Armstrong
- Type: Private
- Industry: Telecommunication
- Founded: 1946
- Founder: Jud L. Sedwick
- Headquarters: Butler, Pennsylvania, United States
- Key people: Jay L. Sedwick (Chairman) Kirby J. Campbell (Vice Chairman) Dru A. Sedwick (President and CEO) Jeff Ross (President Armstrong Utilities)
- Products: Broadband Internet, Cable television, Telephone
- Number of employees: 2,300+
- Website: http://armstrongonewire.com

= Armstrong Group of Companies =

Cable, telecommunications and internet service provider

Armstrong is a major northeastern cable television, telecommunications and internet service provider servicing Pennsylvania, Ohio, New York, West Virginia, Kentucky, and Maryland. Armstrong Utilities, Inc. ranks among the 15 largest multi-system operators in the United States.

==History==
Armstrong began in 1946 and was originally called Armstrong County Line Construction. Founded by Jud L. Sedwick, the company was headquartered in Kittanning, Armstrong County, in Pennsylvania. Together with his brother Ned, Sedwick ran two crews consisting of six men each, whose job consisted of hanging telephone lines, setting telephone poles, and clearing right of way throughout western Pennsylvania, and managed to grow the company to 12 crews by the end of its first year of operations.

==Today==
Armstrong is in Pennsylvania, Ohio, Maryland, New York, West Virginia, and Kentucky for its digital cable services, most commonly providing television, telephone and high-speed Internet service. Currently, Armstrong employs over 2,300 people. The company's headquarters are in Butler County, western Pennsylvania, with local offices scattered throughout the region.

==Services offered==

===Armstrong Cable===
In 1963, Armstrong's first cable television customers were connected in Butler, Pennsylvania. These customers were provided with nine viewing channels. For the next 40+ years Armstrong continued to grow in western Pennsylvania and the surrounding states virtually uncontested for television service until the expansion of satellite service became more widespread. With the increase in competitors, new services emerged. Armstrong cable now offers personal video recorders (PVR), video on demand service (VOD), pay-per-view service (PPV), as well as high-definition digital programming.

===Armstrong Zoom Internet===
Armstrong also offers broadband internet service for residential and commercial customers. From 2013 to 2017 Armstrong instituted a 200GB monthly data cap. In March 2017, this was raised to 400GB. Consumers can pay more to increase the data cap. If the customer goes over the cap, they are not throttled nor shut off but instead pay an additional $10 for every 50GB they go over. As of March 2018, that data cap was raised to 1024GB(1TB) with the Zoom level of service, but the Zoom 2 and above levels have a 2048GB(2TB) data cap, while Zoom Extreme offers no data cap.
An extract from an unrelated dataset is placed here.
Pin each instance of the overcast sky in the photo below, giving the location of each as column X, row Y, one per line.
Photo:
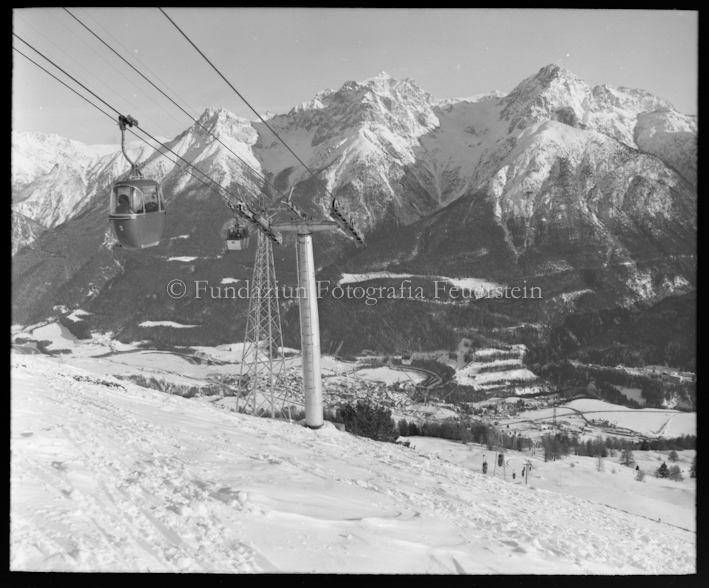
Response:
column 278, row 58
Armstrong no longer has data caps on any plan as of May 2023.

===Armstrong Cable Telephone===
Armstrong offers a cable telephone service that can be bundled with either the video or internet product or as a stand-alone product. This service provides unlimited nationwide calling, as well as calling to Canada, Puerto Rico, and Guam.

===Armstrong Telephone Company===
Originated in 1950 by purchasing Ritchie Telephone Company in Harrisville, West Virginia, Armstrong owns and operates independent telephone companies in West Virginia, Maryland, Pennsylvania, and New York. These local offices are set up to provide local and long-distance calling services, optional digital calling features, and DSL Internet services.

==Awards and recognition==

===2012 Best Customer Service Award===
CableFAX Magazine, a leading telecommunications publication, awarded Armstrong the 2012 Best Customer Service Award for service excellence among independent cable operators nationwide.

Armstrong has been rated #1 in customer service by Consumer Reports for two years. (2014 & 2015) Internet Service Providers were ranked at the bottom of Consumer Reports lists for those years.

==Political activities==
In 2012, Armstrong offered 2016: Obama's America for free to its customers. In that same year, Armstrong donated over $1 million in the form of "in-kind cable access" to American Crossroads, a Republican Super PAC. Armstrong also donated $40,000 to Fight for the Dream PAC, a Super PAC that opposed the re-election of Senator Bob Casey.